SOS Steering Committee 2013 – 2015 Vision Statement5
I came to Save Our Schools out of sheer frustration: I could no longer handle watching the scores of students and master teachers I know simply break under the inhumanity of a corporatized and techno-bureaucratic structure. Although I desperately miss honing my craft of teaching, I see my dedication to SOS as an extension of that process and as an expression of my concern and care for the people who continue to labor inside the school walls.
I bring to SOS energy and passion that is well-balanced by careful thoughtfulness. These attributes couple with my diligent desire to listen to and understand others. The result is that I tend to be good at channelling collaborative energies and desires into productive and meaningful ends.

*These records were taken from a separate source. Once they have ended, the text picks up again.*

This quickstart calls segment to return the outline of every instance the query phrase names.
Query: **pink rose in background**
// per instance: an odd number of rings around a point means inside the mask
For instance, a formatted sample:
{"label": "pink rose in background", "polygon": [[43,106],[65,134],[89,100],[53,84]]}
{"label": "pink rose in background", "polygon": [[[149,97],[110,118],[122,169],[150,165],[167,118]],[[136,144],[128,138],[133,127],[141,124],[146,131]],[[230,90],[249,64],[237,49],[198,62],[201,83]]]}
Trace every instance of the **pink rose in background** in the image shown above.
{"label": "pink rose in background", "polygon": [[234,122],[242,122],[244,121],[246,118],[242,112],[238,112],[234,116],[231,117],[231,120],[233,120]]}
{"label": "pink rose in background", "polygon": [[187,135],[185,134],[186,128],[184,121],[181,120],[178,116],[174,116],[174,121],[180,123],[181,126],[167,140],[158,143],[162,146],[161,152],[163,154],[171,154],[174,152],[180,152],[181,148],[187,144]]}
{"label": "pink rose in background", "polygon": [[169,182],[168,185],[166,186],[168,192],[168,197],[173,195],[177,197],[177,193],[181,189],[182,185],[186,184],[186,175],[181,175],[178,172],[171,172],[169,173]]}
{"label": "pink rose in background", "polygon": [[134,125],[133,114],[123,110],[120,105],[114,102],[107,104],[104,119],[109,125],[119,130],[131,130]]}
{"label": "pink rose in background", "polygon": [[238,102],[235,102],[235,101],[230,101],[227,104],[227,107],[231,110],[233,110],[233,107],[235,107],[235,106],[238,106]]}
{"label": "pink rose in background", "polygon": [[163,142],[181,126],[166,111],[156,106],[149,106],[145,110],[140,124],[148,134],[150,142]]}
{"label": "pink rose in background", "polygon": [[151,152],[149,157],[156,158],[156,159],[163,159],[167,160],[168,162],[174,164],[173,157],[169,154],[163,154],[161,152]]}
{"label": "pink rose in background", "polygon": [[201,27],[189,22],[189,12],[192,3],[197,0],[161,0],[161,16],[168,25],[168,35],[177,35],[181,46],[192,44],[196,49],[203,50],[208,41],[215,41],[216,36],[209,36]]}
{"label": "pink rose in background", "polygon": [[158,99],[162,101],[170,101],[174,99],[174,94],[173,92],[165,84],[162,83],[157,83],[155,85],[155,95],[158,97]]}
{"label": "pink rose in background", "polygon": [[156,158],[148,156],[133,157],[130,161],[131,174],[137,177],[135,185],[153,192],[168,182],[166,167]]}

As I see it, the core principles address the most pressing and obvious issues related to schooling, and yet they also happen to be the same issues that few in politics and in the media are willing to bring to light. This lack of publicity and fair debate only further adds to the alienation that keeps educators, students, and citizens from coming together to work toward the common good. I would like to see SOS ameliorate these interconnected problems in three ways.
First, SOS should be the forum that gives a national voice to the many triumphs, actions, and struggles that are occurring at the local level. I would anticipate this to occur via the website, newsletter, emails, and webinars. Sharing the stories of local struggles will help us all feel a little less lonely in this fight, but it also inevitably rolls into the second necessity. SOS should be a source for the public to learn about the issues related to schooling. This means exposing the insidious back stories of corporate reform, but it also means offering a vision of what schooling ought to look like. America has been entrenched in standardization and NCLB so long I fear many have little idea of what a holistic learning experience looks like.
We must help repaint that vision into the minds of our people so they can help us work toward it. This, too, should occur through the electronic means mentioned above, but we must be persistently dedicated to publicizing all that is really good about public schools. Finally, local and national actions bring people together. We learn from them, they make us feel energized and connected, and they are the very moments that feed into future action and solidarity. At a time when teachers are feeling terribly alienated and beaten down by a system that continues to hate on them, SOS must be the community that organizes and brings people together for annual celebrations of solidarity. After all, this was the very thing that drew 5,000 people into the torrid summer heat that one afternoon in D.C.